Jest on stosunkowo łatwy do rozpoznania po jasnobrązowym kapeluszu upstrzonym białymi kropkami. Te czasami mogą zostać zmyte po długotrwałych deszczach. Skrajne przypadki pokazuję na przykładzie podsuszonych owocników z ulicy Promiennej w Jaworznie oraz okolicy Centrum Handlowego w Sosnowcu Jęzorze.

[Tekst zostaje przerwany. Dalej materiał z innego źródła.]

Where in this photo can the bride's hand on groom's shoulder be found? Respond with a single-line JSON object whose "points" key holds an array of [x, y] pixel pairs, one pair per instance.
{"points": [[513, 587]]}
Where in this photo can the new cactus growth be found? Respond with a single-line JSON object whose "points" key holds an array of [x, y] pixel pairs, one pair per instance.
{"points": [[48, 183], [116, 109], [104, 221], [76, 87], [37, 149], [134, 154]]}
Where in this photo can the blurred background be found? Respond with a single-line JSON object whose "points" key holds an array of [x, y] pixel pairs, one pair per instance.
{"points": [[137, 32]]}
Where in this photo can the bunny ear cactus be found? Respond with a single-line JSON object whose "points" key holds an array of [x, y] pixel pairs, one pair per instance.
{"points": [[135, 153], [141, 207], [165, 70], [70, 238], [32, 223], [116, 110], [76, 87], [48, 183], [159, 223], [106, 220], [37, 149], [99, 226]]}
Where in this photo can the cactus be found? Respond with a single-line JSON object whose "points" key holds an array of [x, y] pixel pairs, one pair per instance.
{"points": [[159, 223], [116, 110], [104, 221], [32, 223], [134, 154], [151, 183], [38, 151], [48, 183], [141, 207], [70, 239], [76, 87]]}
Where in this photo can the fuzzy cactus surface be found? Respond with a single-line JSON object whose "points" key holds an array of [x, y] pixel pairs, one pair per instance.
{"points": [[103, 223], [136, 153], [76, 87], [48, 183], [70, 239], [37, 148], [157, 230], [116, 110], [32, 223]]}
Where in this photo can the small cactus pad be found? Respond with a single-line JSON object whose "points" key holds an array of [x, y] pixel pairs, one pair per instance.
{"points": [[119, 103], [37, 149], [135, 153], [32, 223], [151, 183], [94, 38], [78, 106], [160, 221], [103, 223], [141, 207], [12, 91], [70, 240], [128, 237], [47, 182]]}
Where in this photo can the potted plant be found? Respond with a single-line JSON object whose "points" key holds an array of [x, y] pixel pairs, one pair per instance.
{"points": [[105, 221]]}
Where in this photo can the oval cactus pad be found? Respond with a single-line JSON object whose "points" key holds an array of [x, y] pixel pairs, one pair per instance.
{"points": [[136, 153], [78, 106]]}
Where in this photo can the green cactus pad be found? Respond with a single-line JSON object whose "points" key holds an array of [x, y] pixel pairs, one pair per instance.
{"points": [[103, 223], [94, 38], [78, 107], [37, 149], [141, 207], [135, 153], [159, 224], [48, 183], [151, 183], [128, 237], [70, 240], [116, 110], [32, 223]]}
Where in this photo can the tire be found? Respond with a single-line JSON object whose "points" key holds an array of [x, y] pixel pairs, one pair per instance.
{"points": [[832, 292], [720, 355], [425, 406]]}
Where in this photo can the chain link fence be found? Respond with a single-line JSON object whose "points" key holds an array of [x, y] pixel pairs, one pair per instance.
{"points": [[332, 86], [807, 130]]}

Więcej informacji przekazuję na tle owocników widzianych w takim sobie borze przy północnym brzegu zalewu Dziećkowickiego zwanego też patriotycznie Jeziorem Imielińskim. Było ich tam sporo w różnych stadiach rozwoju. Najbardziej w oczy rzucają się rozmaite odcienie brązowej barwy kapelusza. Ten jest na brzegu prążkowany. Pod spodem znajdują się gęste białe blaszki. Potem mamy biały trzon z pierścieniem przypominającym sukienkę. W końcu mamy bulwiastą nasadę, nad którą znajdują się resztki osłony przypominające wywiniętą skarpetę.
Nasz bohater ma specyficzny mdły zapach, ale łagodny smak, który może zmylić zachłannych grzybiarzy. Kolejną zmyłką są ślady żerowania ślimaków oraz to, co elegancko zwiemy bogatym życiem wewnętrznym. Warto wiedzieć, że nie tylko w tym przypadku zwierzęta wrażliwe na toksyny grzybowe dawno wymarły lub w jakiś sposób nauczyły się, które z darów natury należy omijać.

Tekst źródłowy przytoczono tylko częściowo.